Member of the Republic of Hawaii House of Representatives for the district of Lahaina, Maui
- In office 1894-1897
- Preceded by: William Pūnohu White

Personal details
- Born: c. 1836 Waimea, Hawaii Island, Hawaiian Kingdom
- Died: October 9, 1903 Lahaina, Territory of Hawaii
- Resting place: Kahoma Valley
- Party: Maui Union Party
- Spouse: (Lilia) Paʻaoʻao Poholopū Pali
- Children: 6
- Parent(s): Pali, (father) Papaua (mother)
- Occupation: Pastor, Politician

= Adam Pali =

Hawaiian pastor and politician

Adam Pali (c. 1836 - October 9, 1903) was a native Hawaiian politician and pastor of the Kingdom and Republic of Hawaii. Pali first served as pastor for Waine‘e Church before being elected as Representative of Lahaina under the government of the Republic of Hawaii.

==Early life==
Adam Pali was born in Waimea, Hawaii County, Hawaii in 1836. In 1862, He studied under Lorenzo Lyons in Kohala, Hawaii for a while before being married to Paʻaoʻao Poholopū the following year.
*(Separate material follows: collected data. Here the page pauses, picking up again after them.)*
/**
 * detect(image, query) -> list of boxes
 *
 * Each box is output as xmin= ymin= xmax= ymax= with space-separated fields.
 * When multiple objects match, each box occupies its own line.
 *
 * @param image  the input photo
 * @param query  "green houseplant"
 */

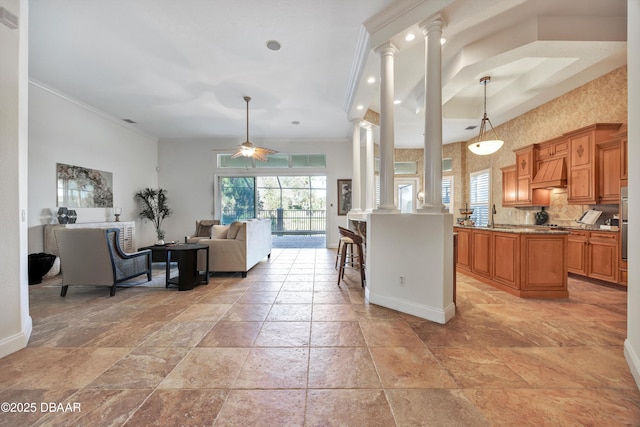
xmin=134 ymin=188 xmax=172 ymax=244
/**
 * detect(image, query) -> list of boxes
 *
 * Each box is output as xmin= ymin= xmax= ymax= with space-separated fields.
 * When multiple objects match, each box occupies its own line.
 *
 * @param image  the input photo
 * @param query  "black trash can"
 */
xmin=28 ymin=253 xmax=56 ymax=285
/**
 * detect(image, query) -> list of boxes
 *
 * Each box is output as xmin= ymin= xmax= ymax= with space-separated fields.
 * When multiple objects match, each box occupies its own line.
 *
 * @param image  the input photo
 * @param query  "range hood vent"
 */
xmin=531 ymin=157 xmax=567 ymax=188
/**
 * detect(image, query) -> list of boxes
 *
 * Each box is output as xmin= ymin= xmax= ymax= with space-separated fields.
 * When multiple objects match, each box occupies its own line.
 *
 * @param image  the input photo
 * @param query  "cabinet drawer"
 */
xmin=569 ymin=230 xmax=589 ymax=239
xmin=589 ymin=232 xmax=618 ymax=242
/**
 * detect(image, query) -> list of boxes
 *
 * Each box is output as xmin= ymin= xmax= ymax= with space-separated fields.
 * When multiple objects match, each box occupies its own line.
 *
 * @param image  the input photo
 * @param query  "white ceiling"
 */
xmin=29 ymin=0 xmax=627 ymax=149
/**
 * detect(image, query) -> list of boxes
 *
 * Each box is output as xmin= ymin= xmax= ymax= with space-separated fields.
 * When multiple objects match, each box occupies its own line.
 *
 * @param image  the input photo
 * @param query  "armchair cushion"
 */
xmin=212 ymin=224 xmax=230 ymax=239
xmin=196 ymin=223 xmax=214 ymax=237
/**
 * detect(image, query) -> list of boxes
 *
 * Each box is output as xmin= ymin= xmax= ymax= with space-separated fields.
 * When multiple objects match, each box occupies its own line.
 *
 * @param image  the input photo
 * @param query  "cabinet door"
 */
xmin=588 ymin=232 xmax=618 ymax=282
xmin=597 ymin=140 xmax=620 ymax=204
xmin=454 ymin=228 xmax=472 ymax=271
xmin=471 ymin=230 xmax=492 ymax=278
xmin=515 ymin=150 xmax=532 ymax=204
xmin=501 ymin=166 xmax=517 ymax=206
xmin=568 ymin=132 xmax=596 ymax=203
xmin=492 ymin=232 xmax=519 ymax=289
xmin=621 ymin=136 xmax=628 ymax=183
xmin=567 ymin=232 xmax=588 ymax=275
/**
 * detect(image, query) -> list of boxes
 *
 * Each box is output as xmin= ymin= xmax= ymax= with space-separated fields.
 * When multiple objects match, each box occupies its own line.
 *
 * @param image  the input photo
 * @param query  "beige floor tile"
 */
xmin=359 ymin=320 xmax=425 ymax=347
xmin=214 ymin=389 xmax=306 ymax=426
xmin=234 ymin=347 xmax=309 ymax=389
xmin=172 ymin=303 xmax=232 ymax=322
xmin=159 ymin=347 xmax=249 ymax=389
xmin=220 ymin=303 xmax=272 ymax=321
xmin=310 ymin=321 xmax=366 ymax=347
xmin=275 ymin=291 xmax=313 ymax=304
xmin=312 ymin=304 xmax=357 ymax=321
xmin=308 ymin=347 xmax=380 ymax=388
xmin=197 ymin=321 xmax=262 ymax=347
xmin=305 ymin=389 xmax=395 ymax=426
xmin=139 ymin=321 xmax=214 ymax=347
xmin=254 ymin=321 xmax=311 ymax=347
xmin=369 ymin=346 xmax=457 ymax=388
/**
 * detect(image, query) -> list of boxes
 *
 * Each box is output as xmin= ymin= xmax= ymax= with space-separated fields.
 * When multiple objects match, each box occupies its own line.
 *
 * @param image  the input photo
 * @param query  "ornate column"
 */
xmin=365 ymin=125 xmax=376 ymax=211
xmin=418 ymin=15 xmax=446 ymax=213
xmin=349 ymin=119 xmax=362 ymax=213
xmin=374 ymin=42 xmax=399 ymax=212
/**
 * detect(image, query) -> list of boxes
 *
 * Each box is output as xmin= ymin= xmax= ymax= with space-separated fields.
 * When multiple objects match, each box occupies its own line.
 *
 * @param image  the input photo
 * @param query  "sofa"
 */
xmin=187 ymin=219 xmax=272 ymax=277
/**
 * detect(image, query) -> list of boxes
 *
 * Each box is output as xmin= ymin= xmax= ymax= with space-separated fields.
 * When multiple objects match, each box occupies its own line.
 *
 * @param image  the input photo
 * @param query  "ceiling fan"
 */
xmin=213 ymin=96 xmax=278 ymax=162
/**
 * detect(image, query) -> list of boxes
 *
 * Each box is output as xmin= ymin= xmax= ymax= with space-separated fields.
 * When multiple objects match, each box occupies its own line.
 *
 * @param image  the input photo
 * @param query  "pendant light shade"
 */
xmin=468 ymin=76 xmax=504 ymax=156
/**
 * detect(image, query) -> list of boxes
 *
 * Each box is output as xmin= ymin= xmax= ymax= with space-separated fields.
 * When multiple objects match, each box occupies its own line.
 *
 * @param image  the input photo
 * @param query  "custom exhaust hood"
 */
xmin=530 ymin=157 xmax=567 ymax=188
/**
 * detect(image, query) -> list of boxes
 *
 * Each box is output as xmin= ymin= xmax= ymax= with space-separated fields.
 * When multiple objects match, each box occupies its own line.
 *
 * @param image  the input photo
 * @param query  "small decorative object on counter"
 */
xmin=67 ymin=210 xmax=78 ymax=223
xmin=113 ymin=207 xmax=122 ymax=222
xmin=57 ymin=207 xmax=69 ymax=224
xmin=459 ymin=204 xmax=474 ymax=226
xmin=535 ymin=207 xmax=549 ymax=225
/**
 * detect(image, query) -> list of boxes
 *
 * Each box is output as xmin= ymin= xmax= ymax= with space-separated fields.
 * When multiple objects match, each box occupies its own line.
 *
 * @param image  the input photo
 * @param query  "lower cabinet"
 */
xmin=454 ymin=227 xmax=568 ymax=298
xmin=568 ymin=230 xmax=619 ymax=283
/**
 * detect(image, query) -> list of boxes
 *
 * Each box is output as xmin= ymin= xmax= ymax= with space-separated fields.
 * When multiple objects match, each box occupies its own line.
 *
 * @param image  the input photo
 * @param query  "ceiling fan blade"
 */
xmin=253 ymin=151 xmax=268 ymax=162
xmin=230 ymin=150 xmax=244 ymax=159
xmin=256 ymin=147 xmax=279 ymax=155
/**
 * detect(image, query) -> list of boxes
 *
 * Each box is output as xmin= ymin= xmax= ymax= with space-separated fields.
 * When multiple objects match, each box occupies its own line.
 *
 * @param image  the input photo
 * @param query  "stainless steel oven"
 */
xmin=621 ymin=186 xmax=628 ymax=260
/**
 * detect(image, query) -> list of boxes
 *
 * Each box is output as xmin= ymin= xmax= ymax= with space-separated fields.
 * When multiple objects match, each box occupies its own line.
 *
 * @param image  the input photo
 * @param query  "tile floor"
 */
xmin=2 ymin=248 xmax=640 ymax=426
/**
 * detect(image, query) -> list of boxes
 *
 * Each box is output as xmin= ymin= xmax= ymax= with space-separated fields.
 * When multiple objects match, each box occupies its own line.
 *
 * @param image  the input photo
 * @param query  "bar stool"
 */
xmin=337 ymin=226 xmax=365 ymax=287
xmin=335 ymin=229 xmax=355 ymax=269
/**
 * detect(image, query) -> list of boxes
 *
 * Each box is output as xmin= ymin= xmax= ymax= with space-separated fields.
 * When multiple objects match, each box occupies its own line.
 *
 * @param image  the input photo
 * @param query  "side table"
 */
xmin=139 ymin=243 xmax=209 ymax=291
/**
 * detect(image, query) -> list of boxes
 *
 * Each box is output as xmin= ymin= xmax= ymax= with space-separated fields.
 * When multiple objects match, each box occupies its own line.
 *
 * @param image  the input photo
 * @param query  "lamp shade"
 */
xmin=468 ymin=139 xmax=504 ymax=156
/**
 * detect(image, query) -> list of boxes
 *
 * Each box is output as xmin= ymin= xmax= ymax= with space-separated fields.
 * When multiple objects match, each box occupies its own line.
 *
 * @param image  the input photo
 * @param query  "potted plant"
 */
xmin=134 ymin=188 xmax=172 ymax=244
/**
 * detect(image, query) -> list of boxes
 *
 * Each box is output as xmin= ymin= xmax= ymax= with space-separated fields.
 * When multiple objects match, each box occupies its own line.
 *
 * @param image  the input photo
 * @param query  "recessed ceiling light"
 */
xmin=440 ymin=37 xmax=447 ymax=45
xmin=465 ymin=125 xmax=477 ymax=130
xmin=356 ymin=105 xmax=364 ymax=110
xmin=266 ymin=40 xmax=281 ymax=51
xmin=291 ymin=121 xmax=300 ymax=125
xmin=367 ymin=77 xmax=376 ymax=84
xmin=122 ymin=119 xmax=136 ymax=124
xmin=394 ymin=99 xmax=402 ymax=105
xmin=405 ymin=33 xmax=415 ymax=42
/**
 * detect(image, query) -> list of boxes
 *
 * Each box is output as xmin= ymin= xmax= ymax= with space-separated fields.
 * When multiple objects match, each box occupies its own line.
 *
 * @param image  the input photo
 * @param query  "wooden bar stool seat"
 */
xmin=337 ymin=226 xmax=365 ymax=287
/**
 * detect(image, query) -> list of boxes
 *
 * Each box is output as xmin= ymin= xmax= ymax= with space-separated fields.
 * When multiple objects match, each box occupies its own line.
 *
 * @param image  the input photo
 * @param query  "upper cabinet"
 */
xmin=513 ymin=145 xmax=550 ymax=207
xmin=597 ymin=138 xmax=621 ymax=204
xmin=566 ymin=123 xmax=622 ymax=204
xmin=501 ymin=165 xmax=517 ymax=207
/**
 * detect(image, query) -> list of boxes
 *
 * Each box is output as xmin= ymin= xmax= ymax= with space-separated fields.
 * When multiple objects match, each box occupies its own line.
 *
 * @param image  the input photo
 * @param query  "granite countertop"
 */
xmin=453 ymin=224 xmax=619 ymax=234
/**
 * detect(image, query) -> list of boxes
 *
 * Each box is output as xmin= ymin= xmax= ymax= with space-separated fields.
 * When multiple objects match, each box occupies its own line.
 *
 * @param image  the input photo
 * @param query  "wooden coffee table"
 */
xmin=139 ymin=243 xmax=209 ymax=291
He then served as pastor at Hanalei Church in Kaua‘i for almost a decade.

==Preaching at Lahaina==

In 1875, after Pali arrived in Lahaina, he began preaching at the nearby Waine‘e Church and was moderately known.

In May 1893, Pali was discovered to have signed an annexationist roll, this subsequently angered the members of Waine‘e Church, along with William Pūnohu White, who in response voted Pali out of the premises by June. Pali defended his case as the local government and Hawaiian Evangelical Association vetoed the vote against Pali, and over the course of a meeting on June 8, Pali was allowed to enter the church again, albeit with church attendance at Waine’e significantly dropping.
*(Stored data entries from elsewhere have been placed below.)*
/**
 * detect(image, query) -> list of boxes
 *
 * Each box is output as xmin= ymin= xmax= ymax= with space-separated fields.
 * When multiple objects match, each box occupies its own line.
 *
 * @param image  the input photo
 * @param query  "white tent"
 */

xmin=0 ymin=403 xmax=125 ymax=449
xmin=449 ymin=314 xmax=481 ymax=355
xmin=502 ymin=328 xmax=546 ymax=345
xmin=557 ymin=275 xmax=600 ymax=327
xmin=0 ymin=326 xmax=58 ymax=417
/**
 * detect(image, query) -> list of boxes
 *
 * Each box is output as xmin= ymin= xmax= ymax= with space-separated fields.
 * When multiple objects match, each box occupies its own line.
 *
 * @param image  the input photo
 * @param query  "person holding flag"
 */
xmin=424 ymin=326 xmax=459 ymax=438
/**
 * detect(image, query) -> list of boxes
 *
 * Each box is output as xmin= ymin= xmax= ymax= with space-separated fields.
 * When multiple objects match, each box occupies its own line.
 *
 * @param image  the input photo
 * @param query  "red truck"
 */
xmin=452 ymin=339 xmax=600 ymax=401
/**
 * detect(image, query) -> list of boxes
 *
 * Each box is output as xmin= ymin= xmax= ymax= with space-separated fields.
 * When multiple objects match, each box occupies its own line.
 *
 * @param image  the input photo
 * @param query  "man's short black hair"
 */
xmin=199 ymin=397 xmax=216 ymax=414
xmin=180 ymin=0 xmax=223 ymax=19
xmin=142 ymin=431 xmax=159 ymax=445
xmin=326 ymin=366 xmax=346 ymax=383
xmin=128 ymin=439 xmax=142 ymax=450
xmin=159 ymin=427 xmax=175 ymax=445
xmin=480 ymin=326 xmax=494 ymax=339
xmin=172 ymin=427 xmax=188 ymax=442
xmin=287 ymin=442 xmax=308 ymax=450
==Time in the Legislature==

Sometime between May 1893 and October 1894, Pali was elected Representative of Lahaina. On May 30, 1893, he was appointed Commissioner of Private Ways and Rights of the district of Lahaina. An election held in October of 1894 saw Pali running for Representative of Lahaina under the Maui Union Party. Pali left the legislature sometime between 1897 and 1898.

Adam Pali died on October 9, 1903 of an illness in Lahaina, Maui.